The Bonnies performed better in each facet Schmidt mentioned at the Reilly Center, but the shift in venue could be a factor even with no fans in the arena. Davidson is 87-18 at Belk since the start of the 2013-14 season, 3-1 against Bonaventure.
If the Wildcats are to split the regular season series, coach Bob McKillop insinuated a strategy adjustment is in order. “I think we needed to get the ball inside a little bit more,” he said on his radio show Monday. Schmidt conversely lauded how his roster held preeminent post player Luka Brajkovic to just one two-point basket in three attempts.
“You can’t let him catch the ball in his sweet spot,” Schmidt stated. “He’s got right and left-handed jump hooks. He’s a horse inside, so you can’t play him straight up. You try to keep him from catching the ball in the sweet spot, but he’s tall, he’s strong; he’s highly skilled…
“They’re a team, I think a lot of times people get caught up in their 3-point shooting. But they’re a team that tries to get the ball into the paint, by the dribble or by the pass. They try to pound it inside to him and I can expect them to try to do that (Wednesday). Hopefully we can keep it out of there and hopefully we do a good job, once he gets it, bring different guys at him.”

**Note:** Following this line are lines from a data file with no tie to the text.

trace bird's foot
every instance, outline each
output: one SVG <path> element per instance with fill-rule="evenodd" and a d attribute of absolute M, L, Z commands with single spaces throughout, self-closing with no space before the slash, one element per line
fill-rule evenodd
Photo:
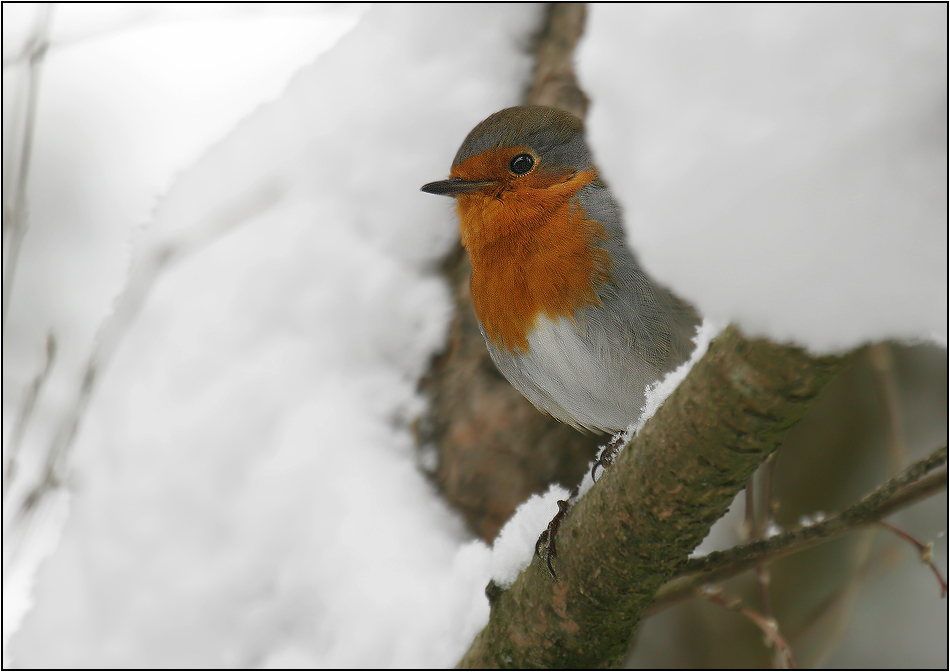
<path fill-rule="evenodd" d="M 600 452 L 600 457 L 597 458 L 597 461 L 594 462 L 594 466 L 590 469 L 590 477 L 592 479 L 597 480 L 597 467 L 606 471 L 607 467 L 614 463 L 614 458 L 617 457 L 617 453 L 620 452 L 620 448 L 623 446 L 625 439 L 626 432 L 624 431 L 617 432 L 611 437 L 610 442 L 604 446 L 604 449 Z"/>
<path fill-rule="evenodd" d="M 544 563 L 551 573 L 551 578 L 555 581 L 557 581 L 557 572 L 554 571 L 554 558 L 557 557 L 557 542 L 555 538 L 558 529 L 561 527 L 561 521 L 564 520 L 567 512 L 570 511 L 574 500 L 577 499 L 579 488 L 579 485 L 575 485 L 571 489 L 570 494 L 568 494 L 567 499 L 559 499 L 557 501 L 557 513 L 554 514 L 554 518 L 548 523 L 547 529 L 541 533 L 541 536 L 538 537 L 538 541 L 534 545 L 534 554 L 544 558 Z"/>

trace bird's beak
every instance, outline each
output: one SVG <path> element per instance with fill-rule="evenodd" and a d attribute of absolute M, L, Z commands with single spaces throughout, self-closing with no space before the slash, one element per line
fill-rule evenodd
<path fill-rule="evenodd" d="M 461 177 L 453 177 L 439 182 L 429 182 L 422 185 L 422 191 L 427 194 L 436 194 L 439 196 L 458 196 L 477 191 L 482 187 L 488 186 L 491 182 L 473 182 L 463 180 Z"/>

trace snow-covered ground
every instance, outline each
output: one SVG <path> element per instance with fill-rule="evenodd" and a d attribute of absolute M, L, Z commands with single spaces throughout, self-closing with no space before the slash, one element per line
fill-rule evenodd
<path fill-rule="evenodd" d="M 5 662 L 451 666 L 516 559 L 417 464 L 455 235 L 418 188 L 519 101 L 540 9 L 215 7 L 53 10 L 5 451 L 59 347 L 11 501 L 104 366 L 69 495 L 4 549 Z M 33 9 L 3 7 L 5 145 Z M 593 7 L 590 140 L 644 263 L 750 333 L 945 347 L 946 31 L 942 5 Z"/>

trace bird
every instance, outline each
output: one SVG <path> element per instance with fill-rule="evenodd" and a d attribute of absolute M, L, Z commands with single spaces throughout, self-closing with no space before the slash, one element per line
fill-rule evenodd
<path fill-rule="evenodd" d="M 647 385 L 689 358 L 700 318 L 638 263 L 578 117 L 496 112 L 465 138 L 449 178 L 422 191 L 455 198 L 488 352 L 544 413 L 621 432 Z"/>

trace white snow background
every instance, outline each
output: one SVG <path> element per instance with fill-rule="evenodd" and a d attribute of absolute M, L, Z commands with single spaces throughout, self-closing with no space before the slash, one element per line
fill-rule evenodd
<path fill-rule="evenodd" d="M 114 32 L 70 42 L 94 11 L 54 10 L 41 80 L 5 446 L 50 328 L 60 352 L 21 490 L 127 278 L 157 279 L 118 304 L 143 300 L 83 416 L 68 501 L 5 564 L 5 641 L 8 609 L 33 600 L 5 661 L 453 665 L 504 568 L 427 484 L 409 429 L 455 235 L 451 202 L 418 189 L 519 101 L 539 8 L 181 8 L 103 14 Z M 215 11 L 228 37 L 211 42 Z M 946 345 L 946 18 L 593 7 L 589 135 L 643 262 L 750 333 Z M 515 526 L 532 546 L 536 524 Z"/>

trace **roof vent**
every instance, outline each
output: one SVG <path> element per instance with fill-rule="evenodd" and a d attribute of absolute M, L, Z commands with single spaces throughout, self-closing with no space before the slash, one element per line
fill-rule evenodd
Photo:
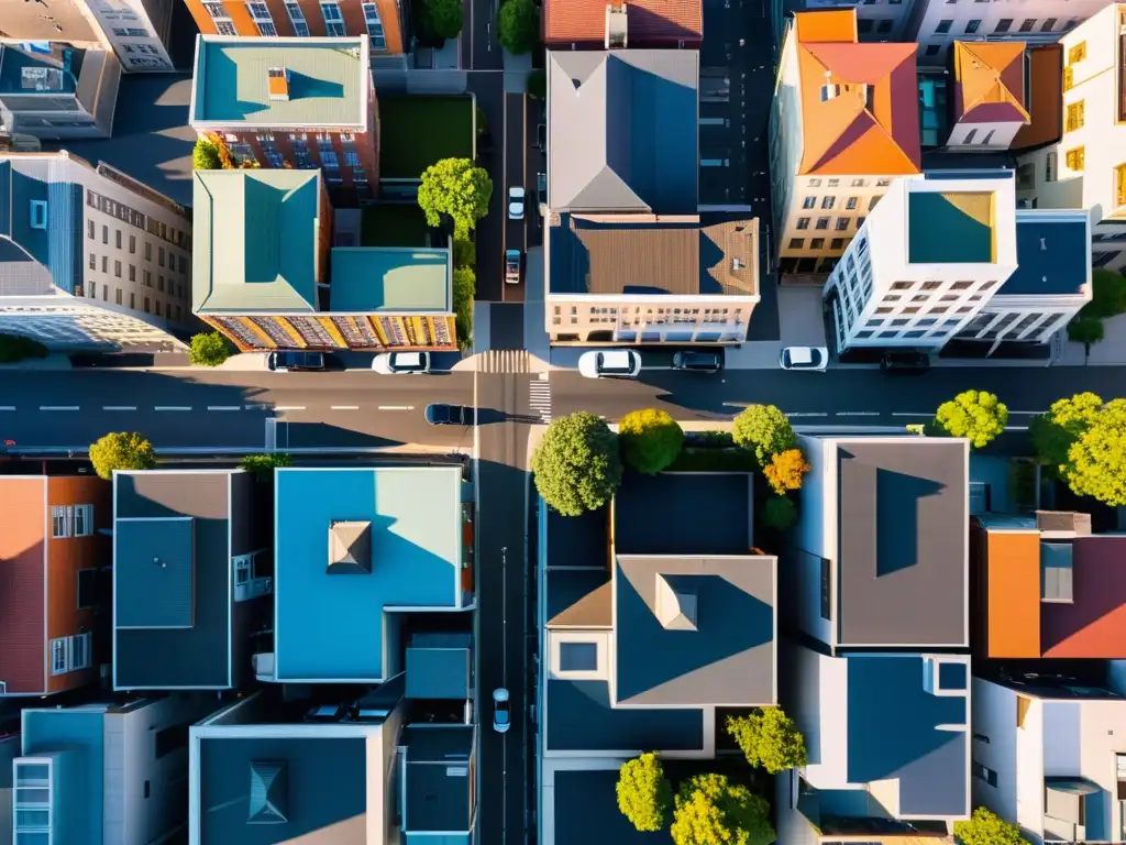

A St. Bonaventure win would garner the Bonnies their seventh straight season with at least 10 A-10 wins. They would improve their conference win percentage to .769, which is especially relevant now that the league will seed that way due to an imbalance of games played.
SBU is a favorite to win the regular season title it so covets. Davidson is the big roadblock on paper.
“They do have fun,” Schmidt said, “but at the same time they’re really highly competitive, and a lot of times the fun is in winning. It’s not too much fun when you lose all the time. The fun is in winning and I think that’s what their ultimate goal is.”